This one and its duplicate are mine.
http://ministry.kronosaur.com/record.hexm?id=96353

1.9b4
Taipan Godship

God-jumped to Domitus to check out the new Sapiens and a few seconds later the game crashes.
Occurs with every reload of this sav.

EDIT: The two crashes 15 minutes later are also mine. Sav available.
2nd EDIT: Lot more crashes occurring. All show similar output. The most I have played is about 20 minutes before crashing.

zip
1.9b4 crash.zip
log
Debug.log
log
TestingDebug.log
log
HereticDebug.log
relanat 21 Jul 2021:

Added the debug log. Many crashes and restarting a game nearly always crashes again within seconds. This is a game breaker for me.

ferdinand 31 Jul 2021:

Experiencing the same crashes with similar debug.log output.

relanat 27 Aug 2021:

Just tried 1.9b4 on a Windows 7 machine. It ran for half an hour with no crashes. Might be a Wine problem.
FWIW the crashes occur when running Ubuntu 18.04.4 LTS and Wine 5.0.2.

george moromisato 28 Aug 2021:

What's strange to me is that the stack trace in Debug.log looks like a logic error. I.e., we're not calling the OS inside OnObjDestroyed (I don't think) so I don't know how it could be a Wine problem.

One possibility is that there is a memory corruption or a buffer overwrite bug in the code and it manifests differently on Windows (the corruption is in a different place, so it doesn't crash).

relanat 28 Aug 2021:

Did a bit more testing.
Downloaded a fresh version of 1.9b4 on the Windows machine. Loaded the crashing sav file attached above. The game did not crash; I left it running on autopilot until the ship ran out of fuel many minutes later.
On the Linux machine:
Tried the same sav above and it crashed within seconds.
The sav also crashed when played in the fresh download of 1.9b4.
Got a crash in EP (the EP version was copied from an existing game).
Also got a crash in the Director's Cut adventure (ditto).
Got a crash in a fresh download of VOTG. It took longer but I suspect this is because there isn't quite as much NPC destruction in VOTG (yet) as there is in SOTP based adventures.

On thing I have noticed is the crashes always seem to involve NPC ships and/or stations, but not ones targeted or destroyed by the player. The crash log always seems to point to stations or ships elsewhere in the system.
Maybe non-player code somewhere?
Is there some sort of distance measurement involved in NPC object destruction code? Proximity to the playership?
Or do non-player objects get any data recorded when they destroy another ship?

The crashes also do not occur in the intro screen.
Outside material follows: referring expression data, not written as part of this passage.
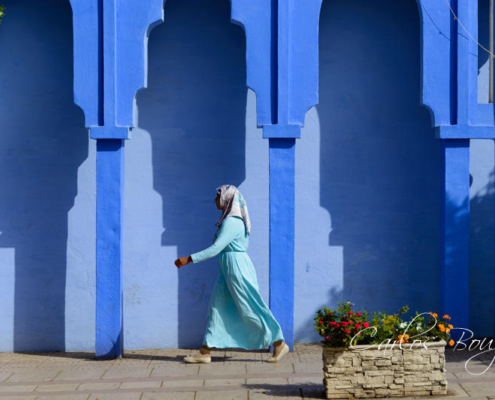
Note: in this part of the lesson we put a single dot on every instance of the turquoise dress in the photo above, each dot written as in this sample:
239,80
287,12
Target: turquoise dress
237,315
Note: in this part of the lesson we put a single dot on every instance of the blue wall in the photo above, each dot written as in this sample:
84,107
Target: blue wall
367,180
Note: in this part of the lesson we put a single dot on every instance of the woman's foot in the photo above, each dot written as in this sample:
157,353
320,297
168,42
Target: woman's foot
280,349
203,357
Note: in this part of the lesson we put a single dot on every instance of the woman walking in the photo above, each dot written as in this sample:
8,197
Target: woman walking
237,315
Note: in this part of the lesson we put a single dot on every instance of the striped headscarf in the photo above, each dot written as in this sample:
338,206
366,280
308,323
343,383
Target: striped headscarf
233,205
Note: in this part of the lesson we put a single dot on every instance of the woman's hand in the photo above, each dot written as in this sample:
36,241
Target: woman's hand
180,262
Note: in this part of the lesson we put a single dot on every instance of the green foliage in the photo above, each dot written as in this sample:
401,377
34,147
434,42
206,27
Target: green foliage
341,326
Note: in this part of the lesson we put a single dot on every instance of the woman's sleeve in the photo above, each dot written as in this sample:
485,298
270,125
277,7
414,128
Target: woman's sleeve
226,234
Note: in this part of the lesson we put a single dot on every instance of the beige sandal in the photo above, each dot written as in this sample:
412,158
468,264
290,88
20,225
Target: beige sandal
284,351
197,360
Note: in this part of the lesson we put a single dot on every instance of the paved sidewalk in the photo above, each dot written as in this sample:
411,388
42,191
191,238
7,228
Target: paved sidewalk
162,375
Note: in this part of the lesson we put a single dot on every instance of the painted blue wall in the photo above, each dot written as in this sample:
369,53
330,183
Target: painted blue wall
367,177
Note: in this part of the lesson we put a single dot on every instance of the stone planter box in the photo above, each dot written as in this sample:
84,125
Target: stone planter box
367,372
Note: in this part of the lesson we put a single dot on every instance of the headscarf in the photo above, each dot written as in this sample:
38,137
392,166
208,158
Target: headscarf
233,205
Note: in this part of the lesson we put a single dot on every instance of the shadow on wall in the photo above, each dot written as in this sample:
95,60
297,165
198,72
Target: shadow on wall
481,253
194,109
380,161
43,144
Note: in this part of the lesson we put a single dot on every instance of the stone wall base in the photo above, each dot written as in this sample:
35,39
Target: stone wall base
367,371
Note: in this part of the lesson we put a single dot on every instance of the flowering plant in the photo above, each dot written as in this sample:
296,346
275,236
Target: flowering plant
343,327
338,327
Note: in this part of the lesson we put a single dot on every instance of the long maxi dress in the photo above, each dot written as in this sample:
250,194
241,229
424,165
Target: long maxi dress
237,315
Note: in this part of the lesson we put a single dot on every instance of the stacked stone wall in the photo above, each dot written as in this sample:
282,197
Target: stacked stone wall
367,371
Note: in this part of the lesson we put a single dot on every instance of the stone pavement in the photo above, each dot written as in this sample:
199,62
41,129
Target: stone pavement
162,375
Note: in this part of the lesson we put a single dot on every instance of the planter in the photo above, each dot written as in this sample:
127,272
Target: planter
366,371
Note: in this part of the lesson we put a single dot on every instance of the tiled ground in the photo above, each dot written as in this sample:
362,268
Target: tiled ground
162,375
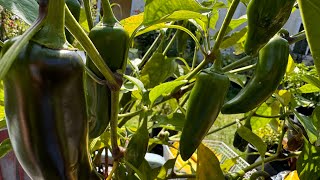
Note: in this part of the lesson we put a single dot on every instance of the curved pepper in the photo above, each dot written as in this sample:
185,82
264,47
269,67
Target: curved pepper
46,113
204,104
270,69
45,104
75,8
111,40
265,19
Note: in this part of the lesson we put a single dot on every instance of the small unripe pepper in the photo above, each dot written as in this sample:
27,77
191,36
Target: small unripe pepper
265,19
75,8
204,104
45,104
111,40
270,69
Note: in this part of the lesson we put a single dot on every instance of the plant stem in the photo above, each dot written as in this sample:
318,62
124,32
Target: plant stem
298,37
195,57
87,9
212,56
74,27
8,58
147,54
108,16
243,69
132,114
226,126
52,34
182,176
95,77
196,70
170,42
190,34
114,167
237,63
224,27
114,124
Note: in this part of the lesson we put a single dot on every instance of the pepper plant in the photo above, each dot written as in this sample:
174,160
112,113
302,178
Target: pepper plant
63,112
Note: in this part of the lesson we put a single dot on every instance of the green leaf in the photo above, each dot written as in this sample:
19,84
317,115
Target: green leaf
165,89
208,165
234,23
258,122
157,70
5,147
173,121
308,164
166,169
310,13
145,170
233,38
316,117
311,80
131,23
214,17
138,145
252,138
158,9
183,15
307,123
308,88
291,65
27,10
136,82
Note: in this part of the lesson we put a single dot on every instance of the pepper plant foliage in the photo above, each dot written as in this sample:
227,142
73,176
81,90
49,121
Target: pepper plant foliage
157,84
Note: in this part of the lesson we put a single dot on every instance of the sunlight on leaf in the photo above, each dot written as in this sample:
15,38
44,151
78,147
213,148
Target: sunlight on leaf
208,164
310,12
165,89
158,9
307,123
308,164
26,10
253,139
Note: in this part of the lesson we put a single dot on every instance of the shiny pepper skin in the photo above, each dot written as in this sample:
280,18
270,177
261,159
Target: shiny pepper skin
270,69
111,40
265,19
75,8
46,113
204,104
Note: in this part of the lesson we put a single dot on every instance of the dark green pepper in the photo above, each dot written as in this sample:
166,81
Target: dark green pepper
45,104
238,141
270,69
111,40
138,145
204,104
75,8
265,19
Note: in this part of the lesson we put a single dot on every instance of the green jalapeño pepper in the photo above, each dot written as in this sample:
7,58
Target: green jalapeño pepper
265,19
270,69
204,104
75,8
45,104
111,40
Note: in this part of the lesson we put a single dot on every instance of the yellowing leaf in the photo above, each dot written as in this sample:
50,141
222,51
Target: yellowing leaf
131,23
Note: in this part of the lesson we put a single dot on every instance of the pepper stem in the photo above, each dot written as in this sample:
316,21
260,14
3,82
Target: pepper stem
52,35
108,16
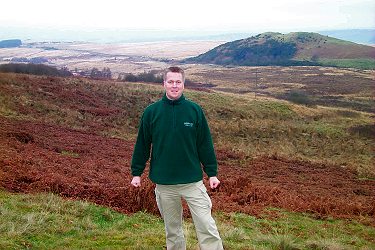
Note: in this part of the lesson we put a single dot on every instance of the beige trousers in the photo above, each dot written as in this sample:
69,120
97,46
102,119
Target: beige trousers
168,198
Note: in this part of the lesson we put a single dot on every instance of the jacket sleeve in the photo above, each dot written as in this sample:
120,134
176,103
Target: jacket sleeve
206,152
142,147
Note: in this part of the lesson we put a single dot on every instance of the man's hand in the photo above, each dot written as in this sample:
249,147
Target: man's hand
136,181
214,182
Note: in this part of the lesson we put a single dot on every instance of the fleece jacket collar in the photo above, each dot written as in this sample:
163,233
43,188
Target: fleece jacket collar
173,102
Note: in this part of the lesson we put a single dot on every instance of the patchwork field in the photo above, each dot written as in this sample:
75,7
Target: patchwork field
74,137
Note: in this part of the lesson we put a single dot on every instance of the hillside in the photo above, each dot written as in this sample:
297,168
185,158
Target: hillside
298,48
75,137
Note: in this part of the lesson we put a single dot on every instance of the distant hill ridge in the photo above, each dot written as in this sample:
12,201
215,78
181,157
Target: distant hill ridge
296,48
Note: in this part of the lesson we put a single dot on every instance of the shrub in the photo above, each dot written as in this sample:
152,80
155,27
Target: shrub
299,98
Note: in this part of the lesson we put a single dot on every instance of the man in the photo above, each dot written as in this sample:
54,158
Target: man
177,130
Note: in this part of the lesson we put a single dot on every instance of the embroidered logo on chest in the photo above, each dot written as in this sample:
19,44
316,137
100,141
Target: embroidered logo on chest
188,124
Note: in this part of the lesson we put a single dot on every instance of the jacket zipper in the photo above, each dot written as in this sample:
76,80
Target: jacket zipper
174,117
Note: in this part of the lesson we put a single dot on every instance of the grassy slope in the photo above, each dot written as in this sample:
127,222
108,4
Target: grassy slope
311,47
46,221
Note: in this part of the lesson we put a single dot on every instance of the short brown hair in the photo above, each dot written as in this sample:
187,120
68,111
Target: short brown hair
174,69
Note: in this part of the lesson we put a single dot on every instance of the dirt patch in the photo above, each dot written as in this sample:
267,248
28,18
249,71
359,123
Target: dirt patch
37,157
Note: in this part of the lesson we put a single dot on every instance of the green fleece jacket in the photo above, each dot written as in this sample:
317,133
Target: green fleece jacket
178,135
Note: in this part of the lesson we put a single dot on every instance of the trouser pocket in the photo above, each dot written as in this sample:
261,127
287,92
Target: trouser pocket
204,193
158,201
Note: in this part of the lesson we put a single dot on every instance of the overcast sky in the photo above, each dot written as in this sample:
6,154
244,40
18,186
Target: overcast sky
235,15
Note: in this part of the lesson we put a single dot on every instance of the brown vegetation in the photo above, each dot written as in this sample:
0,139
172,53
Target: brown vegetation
57,135
37,157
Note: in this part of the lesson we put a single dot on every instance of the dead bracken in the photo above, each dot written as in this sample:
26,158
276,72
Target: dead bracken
101,174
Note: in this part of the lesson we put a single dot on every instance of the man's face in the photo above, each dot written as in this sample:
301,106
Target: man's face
174,85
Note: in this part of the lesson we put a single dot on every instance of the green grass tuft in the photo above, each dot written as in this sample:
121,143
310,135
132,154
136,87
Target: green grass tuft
46,221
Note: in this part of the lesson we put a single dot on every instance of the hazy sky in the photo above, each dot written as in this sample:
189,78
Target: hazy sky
236,15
Many ships are destroyed there in a short time.

relanat 15 Sep 2021:

Added this code to the Taipan mod and did some testing. 'TestingDebug.log' attached. I can't see anything that helps except the crashes are occurring before OnGlobalObjDestroyed runs.
Of note is this event appears to be running twice, there are two sets of output for every object destroyed. EDIT: This only happens with the Taipan.

<OnGlobalObjDestroyed>
	(block Nil
		(if (neq aDestroyReason 'enteredStargate)
			(block Nil
				(sysSetPOV (objGetPos aObjDestroyed))
				(printTo 'log (cat "Name: " (objGetName aObjDestroyed)))
				(printTo 'log (cat "Reason: " aDestroyReason))
				(printTo 'log (cat "gSource: " (objGetName gSource)))
				(printTo 'log (cat "aDestroyer: " (objGetName aDestroyer)))
			)
		)
	)
</OnGlobalObjDestroyed>
relanat 15 Sep 2021:

I'm starting to think that ships with 'guard' orders are triggering the crash.
Nothing conclusive and I don't understand the debug output but in the second section 'objName' is always a ship class that guards 'm_Objs[0]'.
Enuming the ship orders on all friendly ships in a system to be 'gateOnThreat' greatly increases the time before a crash occurs.
I did this in EtaCeti and the crash output showed Centurion heavy gunship and Rogue Fleet Cache, a 'guard' type and the enemy Centurion orders could still have been 'guard'.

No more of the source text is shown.